Reputation: 2993
I have data files which I know the beginning and the end of their name. the names are structured as : ###_random_string.EXT where ### is a number from 000 to 999 and EXT the files extension (here csv). The number of files could be big, this is the reason why I'm using a python code to process them (smoothing, filtering, plotting, ...). The code in which these files will be processed will use numpy.genfromtxt to load the data of each file. I will put numpy.genfromtxt in a loop passing through a list of numbers (FilesNum) corresponding to the files to be processed. I would like to construct the filename with only ### given by 'FilesNum' and the extension. Here is a start :
import numpy as np
import glob
import re
FilesNum = range(0, 350, 2)
EXT = 'csv'
X, Y = [], []
for num in FilesNum:
data = np.genfromtxt(glob.glob(str(num) + '*' + EXT), delimiter = ';')
X.append(data[:, 0])
Y.append(data[:, 1])
My problem here is that glob.glob(FilesNum + '*' + EXT) does not what I need as it should generate a list. In my specific case for each number corresponds only one file. Taking into account this point I need a code that will replace '*' by the exact missing part of the file name.
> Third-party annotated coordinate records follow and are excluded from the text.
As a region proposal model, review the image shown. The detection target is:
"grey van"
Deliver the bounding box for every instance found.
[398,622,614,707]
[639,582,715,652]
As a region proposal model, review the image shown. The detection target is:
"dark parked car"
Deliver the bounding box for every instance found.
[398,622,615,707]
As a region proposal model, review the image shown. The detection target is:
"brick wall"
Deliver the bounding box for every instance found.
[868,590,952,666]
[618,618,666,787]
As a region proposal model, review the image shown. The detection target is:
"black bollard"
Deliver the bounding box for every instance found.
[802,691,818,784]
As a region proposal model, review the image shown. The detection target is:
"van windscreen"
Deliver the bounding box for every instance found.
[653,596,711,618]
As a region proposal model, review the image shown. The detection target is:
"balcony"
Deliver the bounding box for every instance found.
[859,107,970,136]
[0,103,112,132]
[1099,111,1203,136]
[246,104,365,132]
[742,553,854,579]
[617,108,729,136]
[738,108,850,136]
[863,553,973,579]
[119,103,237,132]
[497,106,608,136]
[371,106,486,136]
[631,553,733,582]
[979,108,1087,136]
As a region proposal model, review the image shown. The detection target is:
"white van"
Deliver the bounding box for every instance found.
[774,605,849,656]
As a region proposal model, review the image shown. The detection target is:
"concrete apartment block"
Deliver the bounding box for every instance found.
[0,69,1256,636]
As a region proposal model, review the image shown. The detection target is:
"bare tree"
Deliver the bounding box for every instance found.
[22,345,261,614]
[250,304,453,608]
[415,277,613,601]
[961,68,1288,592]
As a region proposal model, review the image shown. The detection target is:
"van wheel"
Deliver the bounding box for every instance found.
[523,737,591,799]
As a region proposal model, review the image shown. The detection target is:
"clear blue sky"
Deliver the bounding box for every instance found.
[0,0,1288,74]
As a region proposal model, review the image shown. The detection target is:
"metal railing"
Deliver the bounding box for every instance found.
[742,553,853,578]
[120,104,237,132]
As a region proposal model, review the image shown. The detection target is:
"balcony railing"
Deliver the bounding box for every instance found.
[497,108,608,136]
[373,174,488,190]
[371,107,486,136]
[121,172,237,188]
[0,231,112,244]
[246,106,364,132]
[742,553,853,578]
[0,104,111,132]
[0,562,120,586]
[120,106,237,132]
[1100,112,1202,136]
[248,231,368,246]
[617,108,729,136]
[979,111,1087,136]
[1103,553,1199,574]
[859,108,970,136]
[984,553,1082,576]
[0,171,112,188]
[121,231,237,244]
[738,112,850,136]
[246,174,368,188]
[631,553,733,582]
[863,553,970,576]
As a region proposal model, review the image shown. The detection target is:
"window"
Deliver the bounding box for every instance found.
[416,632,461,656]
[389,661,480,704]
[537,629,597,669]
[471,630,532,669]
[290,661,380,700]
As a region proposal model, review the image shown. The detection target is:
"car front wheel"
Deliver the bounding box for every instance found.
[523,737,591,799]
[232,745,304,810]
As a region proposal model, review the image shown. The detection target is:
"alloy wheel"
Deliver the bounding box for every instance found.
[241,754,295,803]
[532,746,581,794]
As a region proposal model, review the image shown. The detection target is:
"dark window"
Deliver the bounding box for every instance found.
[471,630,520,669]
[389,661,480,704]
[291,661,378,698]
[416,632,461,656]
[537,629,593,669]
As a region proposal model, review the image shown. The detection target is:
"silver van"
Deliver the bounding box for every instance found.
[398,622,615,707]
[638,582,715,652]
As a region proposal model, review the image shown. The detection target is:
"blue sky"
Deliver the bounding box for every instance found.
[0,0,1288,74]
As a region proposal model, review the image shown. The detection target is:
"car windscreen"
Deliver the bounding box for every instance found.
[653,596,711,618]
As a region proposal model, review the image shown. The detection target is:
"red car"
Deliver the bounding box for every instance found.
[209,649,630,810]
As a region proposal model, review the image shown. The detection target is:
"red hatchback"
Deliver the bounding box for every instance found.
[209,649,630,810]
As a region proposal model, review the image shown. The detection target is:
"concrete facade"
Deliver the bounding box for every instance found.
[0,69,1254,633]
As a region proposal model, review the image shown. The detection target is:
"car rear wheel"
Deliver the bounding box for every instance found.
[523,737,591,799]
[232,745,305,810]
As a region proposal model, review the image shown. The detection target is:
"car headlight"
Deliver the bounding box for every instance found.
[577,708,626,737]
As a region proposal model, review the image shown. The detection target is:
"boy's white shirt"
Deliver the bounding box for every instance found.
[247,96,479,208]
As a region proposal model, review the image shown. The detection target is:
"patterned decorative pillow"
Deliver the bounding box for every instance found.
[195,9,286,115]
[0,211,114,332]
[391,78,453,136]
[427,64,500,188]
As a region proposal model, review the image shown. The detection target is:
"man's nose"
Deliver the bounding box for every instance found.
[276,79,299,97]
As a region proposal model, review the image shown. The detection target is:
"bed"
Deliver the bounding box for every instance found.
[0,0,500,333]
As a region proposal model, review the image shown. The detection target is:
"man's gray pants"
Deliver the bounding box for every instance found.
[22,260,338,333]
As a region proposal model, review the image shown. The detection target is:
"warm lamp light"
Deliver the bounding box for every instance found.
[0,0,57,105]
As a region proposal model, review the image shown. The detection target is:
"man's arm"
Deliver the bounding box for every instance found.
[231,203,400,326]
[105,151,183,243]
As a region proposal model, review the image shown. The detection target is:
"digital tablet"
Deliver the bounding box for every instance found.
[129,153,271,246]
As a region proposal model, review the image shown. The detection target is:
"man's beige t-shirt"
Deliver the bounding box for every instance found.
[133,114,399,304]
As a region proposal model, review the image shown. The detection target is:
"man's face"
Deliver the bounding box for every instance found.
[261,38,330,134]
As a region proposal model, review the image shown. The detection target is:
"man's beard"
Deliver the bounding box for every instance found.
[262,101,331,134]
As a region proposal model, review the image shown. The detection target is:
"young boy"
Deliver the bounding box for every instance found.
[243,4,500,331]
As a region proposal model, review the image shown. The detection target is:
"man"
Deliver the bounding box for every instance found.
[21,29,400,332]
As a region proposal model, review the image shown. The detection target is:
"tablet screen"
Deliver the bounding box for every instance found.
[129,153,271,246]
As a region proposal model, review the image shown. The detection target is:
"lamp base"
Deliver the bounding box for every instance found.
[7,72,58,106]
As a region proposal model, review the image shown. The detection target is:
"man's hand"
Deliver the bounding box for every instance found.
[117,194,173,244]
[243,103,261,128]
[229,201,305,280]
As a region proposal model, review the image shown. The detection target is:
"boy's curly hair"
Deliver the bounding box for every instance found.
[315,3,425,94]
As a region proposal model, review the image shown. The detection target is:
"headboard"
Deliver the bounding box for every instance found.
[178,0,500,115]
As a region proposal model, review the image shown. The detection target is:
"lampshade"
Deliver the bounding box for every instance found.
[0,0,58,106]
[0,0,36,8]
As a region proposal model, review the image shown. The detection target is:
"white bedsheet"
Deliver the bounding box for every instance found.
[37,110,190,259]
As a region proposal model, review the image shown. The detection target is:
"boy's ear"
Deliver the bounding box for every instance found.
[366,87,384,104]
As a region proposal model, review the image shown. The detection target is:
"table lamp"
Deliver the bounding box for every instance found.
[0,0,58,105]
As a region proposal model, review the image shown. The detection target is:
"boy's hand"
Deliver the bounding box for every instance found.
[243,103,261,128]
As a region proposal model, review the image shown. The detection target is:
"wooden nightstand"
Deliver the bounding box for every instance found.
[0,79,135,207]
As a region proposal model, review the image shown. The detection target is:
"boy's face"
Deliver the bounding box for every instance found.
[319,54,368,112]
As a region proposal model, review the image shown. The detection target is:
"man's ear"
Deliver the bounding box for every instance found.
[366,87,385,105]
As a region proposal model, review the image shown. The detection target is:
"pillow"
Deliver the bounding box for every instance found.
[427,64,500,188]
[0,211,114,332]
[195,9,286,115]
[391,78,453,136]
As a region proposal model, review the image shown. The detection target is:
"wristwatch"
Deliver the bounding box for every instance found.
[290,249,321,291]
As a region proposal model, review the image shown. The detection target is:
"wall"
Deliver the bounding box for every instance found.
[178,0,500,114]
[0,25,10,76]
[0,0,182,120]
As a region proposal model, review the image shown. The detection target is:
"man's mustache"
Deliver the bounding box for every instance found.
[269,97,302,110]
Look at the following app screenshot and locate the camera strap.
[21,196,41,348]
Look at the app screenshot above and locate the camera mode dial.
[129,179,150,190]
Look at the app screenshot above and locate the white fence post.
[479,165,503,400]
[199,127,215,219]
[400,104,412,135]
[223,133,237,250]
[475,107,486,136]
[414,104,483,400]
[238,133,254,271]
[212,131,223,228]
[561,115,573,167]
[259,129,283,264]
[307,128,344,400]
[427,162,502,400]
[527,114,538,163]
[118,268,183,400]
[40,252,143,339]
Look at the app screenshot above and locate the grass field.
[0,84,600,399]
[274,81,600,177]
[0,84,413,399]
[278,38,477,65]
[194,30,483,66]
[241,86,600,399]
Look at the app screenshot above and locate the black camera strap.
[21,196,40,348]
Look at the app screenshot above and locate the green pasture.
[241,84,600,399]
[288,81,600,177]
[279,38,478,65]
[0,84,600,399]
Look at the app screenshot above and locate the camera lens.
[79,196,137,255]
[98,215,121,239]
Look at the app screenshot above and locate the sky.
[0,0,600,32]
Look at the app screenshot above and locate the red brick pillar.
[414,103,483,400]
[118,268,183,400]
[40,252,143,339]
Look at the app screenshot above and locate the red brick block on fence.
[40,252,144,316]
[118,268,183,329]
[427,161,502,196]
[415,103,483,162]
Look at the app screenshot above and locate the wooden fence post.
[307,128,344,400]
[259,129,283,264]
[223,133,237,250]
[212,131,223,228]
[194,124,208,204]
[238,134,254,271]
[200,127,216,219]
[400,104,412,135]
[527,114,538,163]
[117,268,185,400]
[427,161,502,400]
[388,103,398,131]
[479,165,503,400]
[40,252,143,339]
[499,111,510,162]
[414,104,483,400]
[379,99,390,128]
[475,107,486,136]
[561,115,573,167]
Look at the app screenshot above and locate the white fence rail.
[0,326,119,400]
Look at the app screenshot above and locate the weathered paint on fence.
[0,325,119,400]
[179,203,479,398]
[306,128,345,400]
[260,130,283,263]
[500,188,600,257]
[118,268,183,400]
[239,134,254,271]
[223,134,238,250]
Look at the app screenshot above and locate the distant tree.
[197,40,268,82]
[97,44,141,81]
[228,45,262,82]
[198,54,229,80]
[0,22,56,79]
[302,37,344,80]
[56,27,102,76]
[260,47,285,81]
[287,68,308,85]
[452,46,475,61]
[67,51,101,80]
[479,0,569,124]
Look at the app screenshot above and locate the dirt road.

If the file starting with 0 is '000_random_string.csv' :
np.genfromtxt(glob.glob('000_' + '*' + '.csv'), delimiter = ',')
---------------------------------------------------------------------------
StopIteration Traceback (most recent call last)
<ipython-input-24-fefca52f40e1> in <module>()
----> 1 np.genfromtxt(glob.glob('%03d' % 0 + '*' + '.csv'), delimiter = ',')
/usr/lib64/python2.7/site-packages/numpy/lib/npyio.pyc in genfromtxt(fname, dtype, comments, delimiter, skiprows, skip_header, skip_footer, converters, missing, missing_values, filling_values, usecols, names, excludelist, deletechars, replace_space, autostrip, case_sensitive, defaultfmt, unpack, usemask, loose, invalid_raise)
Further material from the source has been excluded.